Batten, whose widow Jean was present for the tribute, had a unique way of touching those who knew him, Lawrence said.
"In the presence of Jim Batten, you knew you were with a man of luminous integrity. Who cared about you and what you do ... Who knew the soul of this business is journalism ... Who was at heart a superb reporter and who, as an executive, was able to ask the wisest questions. Who saw compassion and decency as fully consistent with aggressive journalism."
To Batten, Lawrence said, there was a "crucial connection" between newspapers and democracy.
"Finally, and first, Jim Batten was a journalist. A visionary who believed to his core that journalism mattered, that if we could just get people connected, to use his phrase, just make them aware, just get them somehow to read the paper, that they would care, too, and the world would surely benefit."
William B. Ketter
In his president's report, Ketter said that he is, "becoming increasingly disturbed with the doomsday mindset we are inciting about newspapers. We are needlessly scaring ourselves into a state of panic."
Ketter conceded that as an industry, "we face big problems, problems that go to the very bone of our business."
But he said reducing newshole and other cost-cutting measures that impact quality news gathering "makes no strategic sense to me. Newspapers are still purchased primarily for their news value, and if you depreciate that value over time, the enterprise will wither."
Ketter said he was pleased with a new ASNE initiative, the Journalism Values Institute, which brought journalists and readers together to talk about their expectations of newspapers, their core values and their role in democracy.
And he said an ASNE study indicated that young readers could be attracted, "if we will only change the way we treat these young people throughout the paper ... They don't want us to generalize about them. They don't want us to talk down to them."
Salman Rushdie
Rushdie, in a speech pocked with humor, had a strong message for editors.

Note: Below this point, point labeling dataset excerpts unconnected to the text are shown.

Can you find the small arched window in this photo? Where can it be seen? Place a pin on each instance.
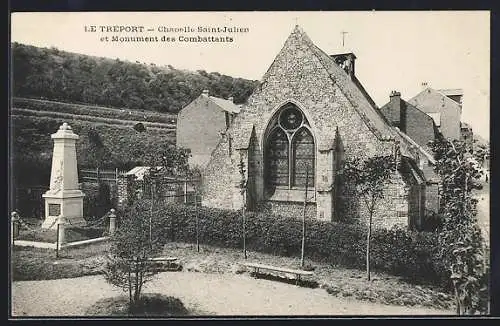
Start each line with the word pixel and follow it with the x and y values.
pixel 290 151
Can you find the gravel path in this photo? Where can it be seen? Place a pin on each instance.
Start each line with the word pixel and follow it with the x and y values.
pixel 215 294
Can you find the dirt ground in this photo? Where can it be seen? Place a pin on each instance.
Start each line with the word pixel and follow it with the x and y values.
pixel 214 294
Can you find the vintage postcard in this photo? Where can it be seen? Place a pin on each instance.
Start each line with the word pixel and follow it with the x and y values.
pixel 207 164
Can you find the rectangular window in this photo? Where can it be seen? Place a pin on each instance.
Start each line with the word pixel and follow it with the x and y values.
pixel 436 116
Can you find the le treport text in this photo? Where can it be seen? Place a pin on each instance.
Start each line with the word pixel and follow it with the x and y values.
pixel 212 37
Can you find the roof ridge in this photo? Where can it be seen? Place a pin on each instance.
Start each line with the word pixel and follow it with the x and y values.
pixel 363 116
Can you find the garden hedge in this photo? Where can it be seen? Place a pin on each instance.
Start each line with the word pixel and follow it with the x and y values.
pixel 401 252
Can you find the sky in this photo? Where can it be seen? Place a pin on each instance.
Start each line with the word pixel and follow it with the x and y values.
pixel 397 50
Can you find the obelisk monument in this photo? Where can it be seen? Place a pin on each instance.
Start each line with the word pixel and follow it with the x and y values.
pixel 64 198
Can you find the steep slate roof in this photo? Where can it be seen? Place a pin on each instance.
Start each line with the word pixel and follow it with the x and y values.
pixel 414 100
pixel 351 89
pixel 412 143
pixel 225 105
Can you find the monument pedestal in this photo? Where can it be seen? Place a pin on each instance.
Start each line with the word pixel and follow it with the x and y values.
pixel 64 198
pixel 67 203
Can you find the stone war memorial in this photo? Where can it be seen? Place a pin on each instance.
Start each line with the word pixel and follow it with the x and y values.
pixel 64 198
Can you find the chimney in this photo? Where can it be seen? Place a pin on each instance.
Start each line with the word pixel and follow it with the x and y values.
pixel 345 61
pixel 396 113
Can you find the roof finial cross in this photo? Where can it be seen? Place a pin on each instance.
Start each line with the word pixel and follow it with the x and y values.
pixel 343 37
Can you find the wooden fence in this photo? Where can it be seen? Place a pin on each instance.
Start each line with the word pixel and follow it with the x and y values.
pixel 100 175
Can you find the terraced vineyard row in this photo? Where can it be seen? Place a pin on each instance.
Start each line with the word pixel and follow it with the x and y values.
pixel 96 111
pixel 94 119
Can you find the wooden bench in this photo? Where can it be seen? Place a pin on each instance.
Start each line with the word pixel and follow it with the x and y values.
pixel 297 272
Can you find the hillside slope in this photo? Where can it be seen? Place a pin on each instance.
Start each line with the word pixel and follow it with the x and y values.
pixel 104 142
pixel 77 78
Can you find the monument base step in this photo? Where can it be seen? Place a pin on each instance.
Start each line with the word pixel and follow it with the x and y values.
pixel 50 222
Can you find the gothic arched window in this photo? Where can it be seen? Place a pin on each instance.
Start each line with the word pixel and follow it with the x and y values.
pixel 289 150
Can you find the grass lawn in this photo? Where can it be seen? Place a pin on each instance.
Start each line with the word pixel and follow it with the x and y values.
pixel 150 305
pixel 72 234
pixel 41 264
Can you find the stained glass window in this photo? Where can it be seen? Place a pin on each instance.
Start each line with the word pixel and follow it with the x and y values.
pixel 290 151
pixel 303 149
pixel 277 156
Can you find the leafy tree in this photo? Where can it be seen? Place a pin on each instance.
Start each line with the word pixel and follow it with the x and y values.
pixel 369 178
pixel 132 247
pixel 461 243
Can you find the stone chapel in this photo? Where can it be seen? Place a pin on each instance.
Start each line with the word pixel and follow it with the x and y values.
pixel 307 115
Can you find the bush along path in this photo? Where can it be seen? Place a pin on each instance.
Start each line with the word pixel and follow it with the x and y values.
pixel 39 264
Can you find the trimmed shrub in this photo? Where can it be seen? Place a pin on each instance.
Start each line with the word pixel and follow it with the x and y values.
pixel 397 251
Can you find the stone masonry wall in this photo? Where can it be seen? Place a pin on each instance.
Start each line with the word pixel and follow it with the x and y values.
pixel 298 76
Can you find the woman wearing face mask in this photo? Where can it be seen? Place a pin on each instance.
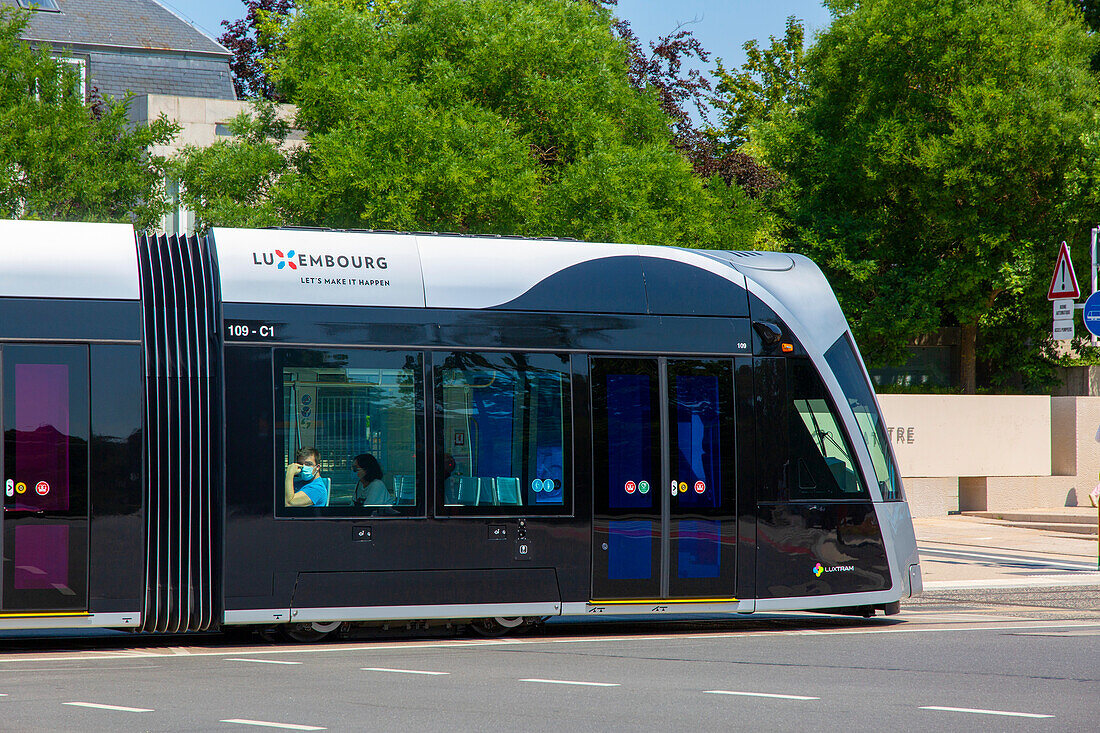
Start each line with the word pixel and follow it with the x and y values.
pixel 304 485
pixel 370 490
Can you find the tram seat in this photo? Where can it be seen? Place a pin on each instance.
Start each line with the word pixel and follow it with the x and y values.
pixel 405 490
pixel 507 491
pixel 469 490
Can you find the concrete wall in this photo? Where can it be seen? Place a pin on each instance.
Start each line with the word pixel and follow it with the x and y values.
pixel 961 452
pixel 198 118
pixel 202 121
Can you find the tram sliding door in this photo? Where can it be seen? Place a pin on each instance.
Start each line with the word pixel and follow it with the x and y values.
pixel 663 524
pixel 45 424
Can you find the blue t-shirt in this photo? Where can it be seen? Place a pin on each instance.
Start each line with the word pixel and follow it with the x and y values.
pixel 317 489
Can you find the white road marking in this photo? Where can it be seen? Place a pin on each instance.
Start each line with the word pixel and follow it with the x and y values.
pixel 402 671
pixel 569 681
pixel 1075 579
pixel 264 723
pixel 760 695
pixel 102 707
pixel 1030 624
pixel 1012 559
pixel 985 712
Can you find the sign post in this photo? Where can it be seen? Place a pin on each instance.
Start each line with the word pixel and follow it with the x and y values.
pixel 1063 292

While he praised editors' roles in maintaining a free press, he added, "It seems to me, however, that we live in an increasingly censorious age. By this I mean that the broad, indeed international acceptance of First Amendment principles is being steadily eroded."
"Many special interest groups, claiming the moral high ground, now demand the protection of the censor. Political correctness and the rise of the religious right provide the pro-censorship lobby with further cohorts."
Now, Rushdie said, disagreement equates with disrespect.
But, he argued, that democracies "do not preserve their freedom by pussyfooting around their fellow-citizens' opinions ... There must be argument, and it must be impassioned and untrammelled."
Free societies, he noted, are full of disagreements. "Skepticism and freedom
are indissolubly linked; and it is the skepticism of journalists, their show-me,
prove-it unwillingness to be impressed, that is perhaps their most important
contribution to the free world."
Rodriguez is Managing Editor of the Sacramento (Calif.) Bee.